The Paper Sharks Project
Paper Sharks is a project that aims to raise support and awareness for shark conservation. In the same way that folding a thousand origami cranes has become a symbolic expression of hope and perseverance, Paper Sharks is a project that aims to inspire hope and support for sharks.
You are invited to use the origami patterns available in the Downloads section to fold your own paper shark, and upload a photo to the Collection page. As more paper sharks are added to the collection, it is hoped that it will become an inspiring visual representation of the many shark supporters around the world, and may be used to influence local governments, organizations and individuals to join in furthering cause of shark conservation.
In the spirit of the traditional story of 1,000 paper cranes, determined individuals are also invited to participate in the challenge of folding 1,000 paper sharks … perhaps our wish to save the sharks will come true ♥
Save the Sharks
It is estimated that up to 73 million sharks are killed each year for their fins alone – all to satisfy the inexplicable demand for shark fin soup. As sharks are typically slow to reproduce (taking many years to reach maturity, and only producing a few pups a year), this level of trade is unsustainable. The 2012 IUCN Red List currently lists a third of all shark species as threatened with extinction.
Regardless of whether one considers the practice of shark finning cruel & wasteful (the fins of sharks are removed and the rest of the animal thrown back into the ocean to die a slow death), or whether due to media sensationalism one thinks of sharks as frightening, vicious animals, the fact remains that by regulating the abundance and diversity of the species they prey on, sharks play a key role in the health of our ocean ecosystem. Since more sharks are being killed each year than can reproduce, the issue of sustainability alone is enough to warrant the need for change.
Although the main importers of shark fin are Hong Kong & China, the countries with the highest shark catches include Indonesia, India, Spain, Argentina, Taiwan, United States and Mexico. This is a global problem and shark fin soup is not an issue of culture or tradition. We as a human race do nothing to honor those who came before us by persisting in a course of action that is detrimental to the the world we live in. We ought to know the difference between traditions deserving of respect, and those that are nothing more than foolish, habitual practices.

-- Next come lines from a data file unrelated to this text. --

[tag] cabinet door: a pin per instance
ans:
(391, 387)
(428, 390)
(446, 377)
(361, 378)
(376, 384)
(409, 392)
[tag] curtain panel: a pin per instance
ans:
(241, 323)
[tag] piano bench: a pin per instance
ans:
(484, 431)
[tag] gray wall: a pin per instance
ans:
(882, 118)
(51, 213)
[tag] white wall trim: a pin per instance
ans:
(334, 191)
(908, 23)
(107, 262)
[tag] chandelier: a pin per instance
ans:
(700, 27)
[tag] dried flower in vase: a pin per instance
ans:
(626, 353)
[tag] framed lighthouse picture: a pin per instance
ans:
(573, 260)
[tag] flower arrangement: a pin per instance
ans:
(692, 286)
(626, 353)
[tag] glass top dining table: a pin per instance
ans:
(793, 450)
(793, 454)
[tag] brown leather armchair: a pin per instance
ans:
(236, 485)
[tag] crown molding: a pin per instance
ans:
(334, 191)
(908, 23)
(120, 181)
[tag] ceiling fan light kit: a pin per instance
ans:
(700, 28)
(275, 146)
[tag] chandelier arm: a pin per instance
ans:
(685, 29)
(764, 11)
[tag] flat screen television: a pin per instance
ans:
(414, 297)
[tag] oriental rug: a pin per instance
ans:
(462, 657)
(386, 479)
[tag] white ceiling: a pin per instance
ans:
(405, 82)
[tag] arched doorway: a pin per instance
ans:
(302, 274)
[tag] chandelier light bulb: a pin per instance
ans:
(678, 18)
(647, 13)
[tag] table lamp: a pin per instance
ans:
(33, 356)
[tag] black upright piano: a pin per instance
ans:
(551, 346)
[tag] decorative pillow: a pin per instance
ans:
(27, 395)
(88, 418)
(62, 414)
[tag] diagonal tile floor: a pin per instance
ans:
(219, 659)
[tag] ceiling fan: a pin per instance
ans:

It is a given that in the course of living we consume a portion the earth’s resources, but we should always seek to do so responsibly, by choosing sustainable food sources, and protecting the natural resources we may have damaged or depleted. The categorical slaughter of sharks brought on by the shark fin trade cannot be sustained with the slow reproductive rates typical of sharks. In addition, the worldwide demand for other shark products, such as shark meat and cartilage* as well as shark oil (used in cosmetics, etc), only adds to the excessive strain on shark populations. When we combine these factors with the progressive deterioration of ocean habitat from pollution, etc, it is no wonder why sharks are in trouble. Please do what you can to help by supporting shark conservation efforts and saying “no” to shark fin.
*Rather than being beneficial to one’s health, there is evidence to indicate that shark meat may contain potentially dangerous levels of mercury and other toxins (which tend to accumulate in increasingly higher concentrations in the tissues of predatory animals higher up on the food chain). The medical benefits of shark cartilage supplements are also questionable at best. Numerous clinical trials testing shark cartilage as a cancer treatment have shown it to be wholly ineffective, and the concept itself that “sharks don’t get cancer” is a complete myth.